Если бы не было здесь этого Митьки, пропал бы он, Гавря, и причин к тому было много: трудности навигацкой науки и тоска-скука по дому, да еще эта венецейская бескормица. Только и еды – макароны; тонкие, длинные, как глисты, и ты глотай этих ослизлых червяков, от коих все нутро выворачивает. Ни тебе щей, как бывало, дома – жир не продуть, ни каши, ни мяса кус. И хоть бы ломоть аржаного хлебушка укусить, горбушку бы!.. А Митька макаронами нисколько не гребует, набивает себе целый рот, и ему хоть бы что. И по ученью все сразу схватывает, только успевай уши вострить, чтобы подсказки его ловить. Безунывный он и всегда на похвале у навигацких учителей. Не для того находится здесь, чтобы как-нибудь постылое ученье отбыть, а норовит до всего дознаваться и по науке даже наперед забежать. Мало-помалу начинает лопотать по-ихнему, по-венецейски, и говорит, что научится полностью.

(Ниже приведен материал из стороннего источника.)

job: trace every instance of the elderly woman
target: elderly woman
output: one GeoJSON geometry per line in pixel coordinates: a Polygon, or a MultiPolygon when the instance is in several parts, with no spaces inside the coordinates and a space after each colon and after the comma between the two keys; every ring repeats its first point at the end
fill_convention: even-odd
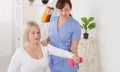
{"type": "Polygon", "coordinates": [[[40,36],[38,24],[34,21],[27,22],[23,33],[25,44],[17,48],[11,59],[8,72],[46,72],[49,53],[65,58],[75,57],[72,53],[55,48],[50,44],[46,47],[42,46],[40,36]]]}

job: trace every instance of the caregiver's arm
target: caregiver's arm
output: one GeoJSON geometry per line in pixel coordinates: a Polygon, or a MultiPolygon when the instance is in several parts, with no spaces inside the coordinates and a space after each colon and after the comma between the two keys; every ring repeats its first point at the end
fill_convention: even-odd
{"type": "Polygon", "coordinates": [[[67,50],[64,50],[64,49],[56,48],[52,46],[51,44],[47,45],[47,50],[50,54],[60,56],[60,57],[72,58],[74,56],[73,53],[67,50]]]}

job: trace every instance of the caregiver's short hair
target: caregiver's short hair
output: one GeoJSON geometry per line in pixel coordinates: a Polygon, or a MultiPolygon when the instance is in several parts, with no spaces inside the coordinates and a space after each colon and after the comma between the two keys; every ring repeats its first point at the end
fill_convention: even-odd
{"type": "Polygon", "coordinates": [[[23,29],[23,40],[24,41],[29,41],[29,32],[32,26],[36,26],[39,28],[39,25],[35,22],[35,21],[28,21],[25,25],[24,25],[24,29],[23,29]]]}

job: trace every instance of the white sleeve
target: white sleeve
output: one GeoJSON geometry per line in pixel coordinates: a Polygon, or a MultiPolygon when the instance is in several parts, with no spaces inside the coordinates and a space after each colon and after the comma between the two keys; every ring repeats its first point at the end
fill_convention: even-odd
{"type": "Polygon", "coordinates": [[[56,48],[52,46],[51,44],[48,44],[47,50],[50,54],[60,56],[60,57],[72,58],[72,56],[74,56],[73,53],[67,50],[64,50],[64,49],[56,48]]]}
{"type": "Polygon", "coordinates": [[[9,64],[7,72],[19,72],[20,71],[20,53],[16,50],[15,54],[12,56],[11,62],[9,64]]]}

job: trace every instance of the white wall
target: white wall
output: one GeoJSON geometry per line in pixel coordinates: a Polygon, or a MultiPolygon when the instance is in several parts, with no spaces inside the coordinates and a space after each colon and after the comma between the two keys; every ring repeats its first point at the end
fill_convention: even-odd
{"type": "MultiPolygon", "coordinates": [[[[71,0],[71,2],[72,2],[72,15],[76,20],[80,22],[80,24],[82,24],[81,17],[93,16],[96,18],[97,14],[96,0],[71,0]]],[[[96,29],[88,32],[90,33],[89,36],[96,37],[96,29]]]]}
{"type": "Polygon", "coordinates": [[[117,0],[100,0],[98,4],[98,45],[103,72],[120,72],[120,5],[117,0]]]}
{"type": "MultiPolygon", "coordinates": [[[[118,0],[72,0],[73,16],[94,16],[101,72],[120,72],[120,4],[118,0]]],[[[93,32],[94,34],[94,32],[93,32]]]]}
{"type": "Polygon", "coordinates": [[[11,55],[13,28],[13,0],[0,2],[0,57],[11,55]]]}

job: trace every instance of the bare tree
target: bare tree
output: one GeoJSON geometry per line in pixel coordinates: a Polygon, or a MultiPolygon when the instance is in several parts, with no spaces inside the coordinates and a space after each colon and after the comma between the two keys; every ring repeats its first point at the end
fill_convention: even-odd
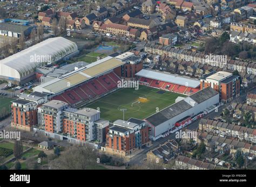
{"type": "Polygon", "coordinates": [[[92,148],[73,146],[50,162],[50,166],[52,169],[86,169],[97,164],[97,153],[92,148]]]}
{"type": "Polygon", "coordinates": [[[60,30],[60,33],[63,33],[66,29],[67,19],[65,17],[62,16],[59,21],[59,27],[60,30]]]}
{"type": "Polygon", "coordinates": [[[10,42],[10,49],[11,51],[12,54],[15,54],[17,52],[17,41],[15,38],[12,38],[10,42]]]}
{"type": "Polygon", "coordinates": [[[35,45],[36,44],[36,30],[33,29],[30,33],[30,39],[32,40],[32,44],[35,45]]]}
{"type": "Polygon", "coordinates": [[[39,25],[37,27],[37,36],[39,39],[39,41],[41,42],[43,40],[44,35],[44,27],[42,25],[39,25]]]}
{"type": "Polygon", "coordinates": [[[2,45],[2,51],[3,54],[5,57],[9,56],[10,55],[9,48],[10,48],[10,42],[8,39],[6,38],[4,38],[2,45]]]}
{"type": "Polygon", "coordinates": [[[25,49],[25,38],[24,35],[22,34],[19,38],[19,46],[21,50],[23,50],[25,49]]]}
{"type": "Polygon", "coordinates": [[[16,159],[21,158],[23,153],[23,146],[21,140],[14,141],[14,155],[16,159]]]}
{"type": "Polygon", "coordinates": [[[51,30],[53,32],[53,34],[55,35],[55,36],[57,36],[58,34],[58,23],[56,18],[54,18],[52,20],[51,30]]]}

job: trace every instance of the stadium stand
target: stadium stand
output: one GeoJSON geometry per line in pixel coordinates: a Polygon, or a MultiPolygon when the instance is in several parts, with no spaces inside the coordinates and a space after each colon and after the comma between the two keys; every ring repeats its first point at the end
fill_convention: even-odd
{"type": "Polygon", "coordinates": [[[117,81],[120,78],[113,72],[102,75],[92,80],[65,91],[60,95],[52,97],[71,105],[92,99],[117,88],[117,81]]]}
{"type": "Polygon", "coordinates": [[[174,76],[145,69],[141,70],[136,75],[139,76],[138,80],[142,85],[173,92],[190,95],[200,90],[199,82],[187,78],[174,76]],[[186,84],[191,85],[194,87],[187,87],[186,84]]]}

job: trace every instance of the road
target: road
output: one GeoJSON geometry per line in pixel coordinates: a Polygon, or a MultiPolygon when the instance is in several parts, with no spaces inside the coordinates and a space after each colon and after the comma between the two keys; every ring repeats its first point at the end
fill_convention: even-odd
{"type": "MultiPolygon", "coordinates": [[[[225,107],[227,106],[230,103],[224,104],[218,108],[218,111],[216,112],[213,111],[204,117],[204,118],[213,119],[216,116],[219,116],[222,112],[222,110],[225,107]]],[[[198,128],[198,125],[200,119],[198,119],[187,126],[187,128],[191,130],[196,130],[198,128]]],[[[143,160],[146,158],[146,153],[150,149],[157,147],[159,145],[164,143],[168,140],[175,139],[176,133],[171,134],[169,136],[165,138],[161,138],[155,141],[152,142],[153,146],[150,147],[146,147],[144,148],[144,150],[138,153],[137,155],[133,156],[129,161],[130,165],[133,164],[141,164],[143,163],[143,160]]]]}
{"type": "MultiPolygon", "coordinates": [[[[250,92],[252,93],[256,93],[256,88],[252,89],[250,91],[250,92]]],[[[236,102],[238,103],[242,103],[242,102],[245,100],[246,98],[246,96],[247,95],[247,92],[242,92],[240,94],[240,96],[232,100],[232,103],[236,102]]],[[[225,107],[227,107],[230,105],[232,103],[228,103],[224,104],[223,106],[220,106],[218,109],[218,111],[215,112],[214,111],[207,114],[207,115],[204,117],[204,118],[205,119],[213,119],[214,117],[219,116],[220,114],[222,113],[223,110],[225,107]]],[[[187,128],[191,130],[196,130],[198,128],[198,125],[200,119],[197,120],[191,124],[188,125],[187,126],[187,128]]],[[[146,147],[144,149],[144,150],[137,155],[134,156],[130,159],[129,161],[130,164],[141,164],[143,163],[143,160],[146,158],[146,153],[150,150],[150,149],[152,149],[154,148],[157,147],[159,146],[159,145],[161,143],[164,143],[165,142],[167,141],[168,140],[171,140],[172,139],[175,139],[175,133],[171,134],[169,136],[165,137],[165,138],[161,138],[156,141],[153,142],[153,146],[150,147],[146,147]]]]}

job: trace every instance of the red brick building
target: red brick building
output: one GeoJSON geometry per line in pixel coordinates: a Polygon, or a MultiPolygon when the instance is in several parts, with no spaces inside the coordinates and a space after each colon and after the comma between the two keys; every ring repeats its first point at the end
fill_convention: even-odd
{"type": "Polygon", "coordinates": [[[128,121],[117,120],[106,135],[106,152],[125,156],[147,146],[151,141],[149,131],[145,121],[135,118],[128,121]]]}
{"type": "Polygon", "coordinates": [[[16,99],[11,105],[12,127],[31,131],[37,124],[36,103],[23,99],[16,99]]]}
{"type": "Polygon", "coordinates": [[[211,72],[204,75],[200,80],[200,89],[212,87],[219,92],[220,100],[228,102],[240,95],[239,76],[226,71],[211,72]]]}
{"type": "Polygon", "coordinates": [[[114,69],[114,72],[119,77],[133,78],[135,74],[143,69],[143,62],[140,56],[135,56],[131,52],[126,52],[116,56],[125,64],[114,69]]]}
{"type": "Polygon", "coordinates": [[[23,94],[12,102],[11,126],[31,131],[37,124],[37,107],[47,102],[47,95],[37,92],[23,94]]]}

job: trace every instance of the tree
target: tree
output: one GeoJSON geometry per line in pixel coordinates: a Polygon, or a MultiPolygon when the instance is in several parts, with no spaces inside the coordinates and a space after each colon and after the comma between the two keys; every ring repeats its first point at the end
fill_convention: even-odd
{"type": "Polygon", "coordinates": [[[12,38],[10,42],[10,49],[11,50],[13,54],[15,54],[17,52],[17,40],[15,39],[12,38]]]}
{"type": "Polygon", "coordinates": [[[4,37],[2,45],[2,51],[5,57],[8,57],[10,55],[9,48],[10,42],[6,37],[4,37]]]}
{"type": "Polygon", "coordinates": [[[48,5],[44,5],[44,6],[43,6],[43,7],[41,8],[41,10],[40,10],[40,12],[45,11],[45,10],[48,10],[49,9],[50,9],[49,6],[48,6],[48,5]]]}
{"type": "Polygon", "coordinates": [[[15,162],[15,164],[14,166],[15,169],[20,170],[21,169],[21,164],[19,161],[15,162]]]}
{"type": "Polygon", "coordinates": [[[60,19],[59,21],[59,27],[60,30],[60,33],[63,33],[66,29],[66,21],[67,19],[64,17],[60,17],[60,19]]]}
{"type": "Polygon", "coordinates": [[[25,49],[25,38],[24,37],[24,35],[22,34],[19,38],[19,49],[21,50],[23,50],[25,49]]]}
{"type": "Polygon", "coordinates": [[[8,168],[5,165],[0,166],[0,170],[8,170],[8,168]]]}
{"type": "Polygon", "coordinates": [[[41,42],[43,40],[44,35],[44,27],[42,25],[39,25],[37,27],[37,37],[39,39],[39,41],[41,42]]]}
{"type": "Polygon", "coordinates": [[[224,32],[220,36],[219,41],[220,45],[222,45],[227,40],[229,40],[230,39],[230,35],[227,32],[224,32]]]}
{"type": "Polygon", "coordinates": [[[0,17],[3,18],[5,18],[7,16],[6,11],[3,8],[0,8],[0,17]]]}
{"type": "Polygon", "coordinates": [[[86,169],[97,164],[97,153],[86,145],[73,146],[51,161],[49,166],[52,169],[86,169]]]}
{"type": "Polygon", "coordinates": [[[232,73],[233,75],[239,76],[239,72],[236,69],[232,73]]]}
{"type": "Polygon", "coordinates": [[[57,36],[58,34],[58,23],[57,19],[55,18],[52,20],[51,30],[53,32],[53,34],[55,35],[55,36],[57,36]]]}
{"type": "Polygon", "coordinates": [[[224,55],[229,56],[235,56],[240,52],[239,45],[230,41],[224,43],[221,52],[224,55]]]}
{"type": "Polygon", "coordinates": [[[242,155],[242,153],[239,150],[237,151],[234,155],[234,159],[236,160],[237,164],[238,165],[239,168],[241,168],[245,162],[244,157],[242,155]]]}
{"type": "Polygon", "coordinates": [[[59,150],[59,148],[58,147],[54,149],[54,154],[55,154],[57,156],[59,156],[60,154],[60,150],[59,150]]]}
{"type": "Polygon", "coordinates": [[[47,155],[43,150],[42,150],[42,151],[40,152],[40,153],[39,153],[38,157],[39,158],[46,157],[47,155]]]}
{"type": "Polygon", "coordinates": [[[218,49],[218,40],[215,38],[208,39],[205,44],[205,52],[207,53],[214,53],[218,49]]]}
{"type": "Polygon", "coordinates": [[[32,40],[32,45],[35,45],[36,44],[36,30],[34,28],[32,30],[30,33],[30,39],[32,40]]]}
{"type": "Polygon", "coordinates": [[[247,59],[248,57],[248,53],[247,51],[242,51],[239,53],[238,56],[241,59],[247,59]]]}
{"type": "Polygon", "coordinates": [[[252,119],[252,113],[249,111],[245,112],[244,113],[244,119],[245,120],[245,125],[249,125],[252,119]]]}
{"type": "Polygon", "coordinates": [[[193,156],[194,157],[200,157],[205,152],[205,145],[202,141],[198,148],[193,152],[193,156]]]}
{"type": "Polygon", "coordinates": [[[16,159],[21,158],[23,153],[23,146],[21,140],[14,141],[14,155],[16,159]]]}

Благодаря Митькиной поддержке он, Гавря, хотя и с великим трудом, но все же сносил тяготы здешней жизни, а другой его сосед по нарам, уже женатый господин из дворянского рода, Михайло Лужин, чуть ли не готов был руки на себя наложить от нескончаемой тоски-печали по своей молодой жене да от невозможности превозмочь морские учения. Вчерашним днем, в двунадесятый церковный праздник, всем ученикам роздых от учения был, и они ходили на венецейские диковины любоваться, а Михайло этот сидел, слезы глотал и писал в Петербург своему родичу в жалобном письме:

«О житии моем возвещаю, что в печалях и тягостях пришло мне оно самое бедственное и трудное, а тяжельше всего – разлучение. А наука определена самая премудрая и хотя бы мне все дни на той науке себя трудить, а все равно не принять ее будет для того, что не знамо тутошнего языка, не знамо и науки. Вам самим про меня известно, что кроме языка природного никакого иного не могу ведать, да и лета мои ушли уже от науки. А паче всего в том великая тягость, что на море мне бывать никак невозможно того ради, что от качания бываю весьма болен. Как были в пути сюда восемь недель, и в тех неделях ни единого здорового не было дня, на что свидетели все есть, которые имели путь со мною. На сухом пути, когда обучались чертежам, терпеть еще можно было, а в навигацкой науке, сиречь в мореходстве, когда очутились на корабле, то стало совсем нельзя, никакого терпения. А начальники cтрого велят, чтобы непрестанно на корабле быть, а ежели кто от сего дела уходить станет, за то будет безо всякие пощады превеликое бедство, как про то в пунктах написано по указу государя. И я, видя такую к себе ярость, тако же зная, что натура моя не может сносить мореходства, пришел в великую скорбь и сомнение и не знаю, как быть. Вызволить меня от такой беды, как тут сказывают, может лишь светлейший князь Александр Данилович Меншиков, ежели ему подать челобитную. И для того обязательно надо величать его полным титулом, про который я дознался доподлинно. И тогда, сказывают, он вызволит из беды, только ничего чтобы в титулах упущено не было. И прошу я вас, моего дорогого друга, найти способы передать мою челобитную, коею при сем письме приложу. Молю отставить меня от этой навигацкой науки, а взять хотя бы последним сухопутным солдатом. Изволь пожалуйста отдавать из вещей моих кому знаешь, от кого можно помощь сыскать для ради подачи челобитной, и денег на то не пожалей. Паки и паки прошу, умилися надо мною бесчастным, а ежели ты мне милости не окажешь, то иному больше некому, и мне тогда пропадать. И чтобы наши никто о том не ведал, особливо же своей сестре, а моей жене, не сказывай, что я такою печалью одержим. Остаюсь в верных моих услугах до гроба моего Михайло Лужин».